Keï Khosrou

Afrasiab envoie une armée à Piran

...

Il envoya à l’heure du sommeil, auprès d’Afrasiab, un messager monté sur un dromadaire et lui fit dire :

Une armée accompagnée d’éléphants et de timbales est arrivée de l’Iran ;

Elle est commandée par Guiv, Gouderz, Schidousch et Thous.

J’ai fait à ce dernier beaucoup de mensonges et lui ai donné des conseils de toute espèce.

Lève maintenant une armée parmi les braves, les héros illustres et les hommes de guerre ;

Car il faut arracher les Iraniens avec leur racine et dévaster leur pays par le feu, autrement cette armée et ce roi ne cesseront jamais de poursuivre la vengeance de Siawusch.

Lorsque Afrasiab eut entendu ce message, il réunit les chefs de l’armée ;

Il leur dit ce qui se passait et qu’il fallait se hâter de partir pour la guerre ;

Il rassembla une armée nombreuse, dont la poussière obscurcissait le soleil et le dixième jour arriva auprès de Piran cette multitude qui couvrait la terre.

Lorsque l’armée se fut reposée, on paya la solde, les cavaliers montèrent à cheval, on chargea les bagages et Piran se porta en toute hâte sur les bords du fleuve, sans égard à ses promesses et au traité qu’il avait conclu.

Une vedette accourut auprès de Thous en disant :

Fais attacher les timbales sur le dos des éléphants, car Piran ne sait que mentir chaque fois qu’il se voit près de sa perte.

Le drapeau du tyran s’est montré et ses troupes forment leurs rangs sur les bords de la rivière.

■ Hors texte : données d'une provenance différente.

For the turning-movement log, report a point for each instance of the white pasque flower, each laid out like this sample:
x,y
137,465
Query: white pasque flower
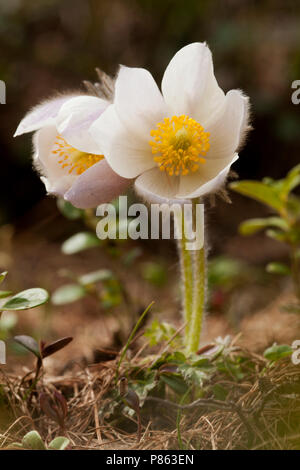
x,y
70,162
179,143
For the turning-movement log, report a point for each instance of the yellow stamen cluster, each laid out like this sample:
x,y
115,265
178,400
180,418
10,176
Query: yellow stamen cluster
x,y
179,145
77,161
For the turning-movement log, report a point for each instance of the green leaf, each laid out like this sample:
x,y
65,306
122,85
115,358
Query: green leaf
x,y
79,242
68,294
3,276
69,211
193,375
260,192
278,351
220,393
29,343
290,182
33,441
29,298
95,276
277,235
5,293
8,321
278,268
252,226
59,443
159,332
175,383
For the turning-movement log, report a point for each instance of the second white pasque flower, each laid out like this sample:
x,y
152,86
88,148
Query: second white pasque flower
x,y
70,162
179,143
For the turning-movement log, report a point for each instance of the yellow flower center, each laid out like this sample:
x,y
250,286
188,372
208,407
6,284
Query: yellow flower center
x,y
77,161
179,145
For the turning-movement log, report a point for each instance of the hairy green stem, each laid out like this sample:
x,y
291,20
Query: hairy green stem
x,y
199,287
186,269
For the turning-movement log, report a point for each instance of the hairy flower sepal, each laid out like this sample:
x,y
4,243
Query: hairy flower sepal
x,y
178,144
70,162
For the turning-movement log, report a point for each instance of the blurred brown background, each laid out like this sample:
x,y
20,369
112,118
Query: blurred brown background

Thous le chef expérimenté rangea ses troupes, qui précédées des timbales, s’avancèrent dans la plaine ;

Des deux côtés arrivèrent des armées semblables à des montagnes, d’une part les cavaliers turcs, de l’autre les masses des Iraniens.

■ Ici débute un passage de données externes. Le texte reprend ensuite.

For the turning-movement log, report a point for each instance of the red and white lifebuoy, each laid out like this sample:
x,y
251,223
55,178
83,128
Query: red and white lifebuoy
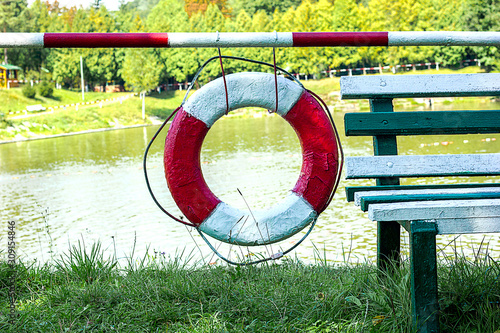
x,y
307,199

Le soleil fut tellement enveloppé dans la poussière des armées,que ses yeux s’abandonnèrent au sommeil au milieu de l’obscurité ;

L’éclat des épées, des lances et des javelots jetait un tel reflet sur la nuit qui couvrait le ciel, que tu l’aurais prise pour une tulipe.

Le mouvement de tant de casques d’or et de ceintures d’or, de tant de cavaliers au bouclier d’or, faisait lever un nuage de poussière couleur de sandaraque et le ciel étoilé était rempli du bruit des timbales.

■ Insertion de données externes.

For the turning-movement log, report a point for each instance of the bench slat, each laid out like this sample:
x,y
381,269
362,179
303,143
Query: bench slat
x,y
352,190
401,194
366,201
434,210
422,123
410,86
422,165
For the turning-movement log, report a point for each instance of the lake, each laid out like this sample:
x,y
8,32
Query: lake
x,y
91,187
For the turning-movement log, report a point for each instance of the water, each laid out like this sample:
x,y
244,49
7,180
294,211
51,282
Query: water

Les têtes des grands résonnaient sous les coups des lourdes massues, comme l’enclume sous le marteau du forgeron ;

Le sang qui coulait faisait ressembler la terre à un pressoir et les lances convertissaient l’air en un champ de roseaux.

Bien des têtes furent prises dans le nœud du lacet, bien de nobles guerriers périrent : leurs cuirasses leur servaient de linceuls, la terre imprégnée de sang formait leur couche et leurs corps qui avaient joui des délices de la vie étaient déchirés par les épées.

La terre était rouge, les joues des combattants couleur de sandaraque et l’air noir comme l’ébène, à cause de la poussière que soulevaient les cavaliers.

Que l’homme ambitieux gagne une couronne, ou qu’il ne trouve que la poussière et le sang du combat, qu’il ait eu en partage la thériaque ou le poison, il faut qu’il parte d’ici quand le moment est venu.

Je ne sais quel est le but et la fin de tout cela, mais en attendant nous ne pouvons que déplorer la nécessité de la mort.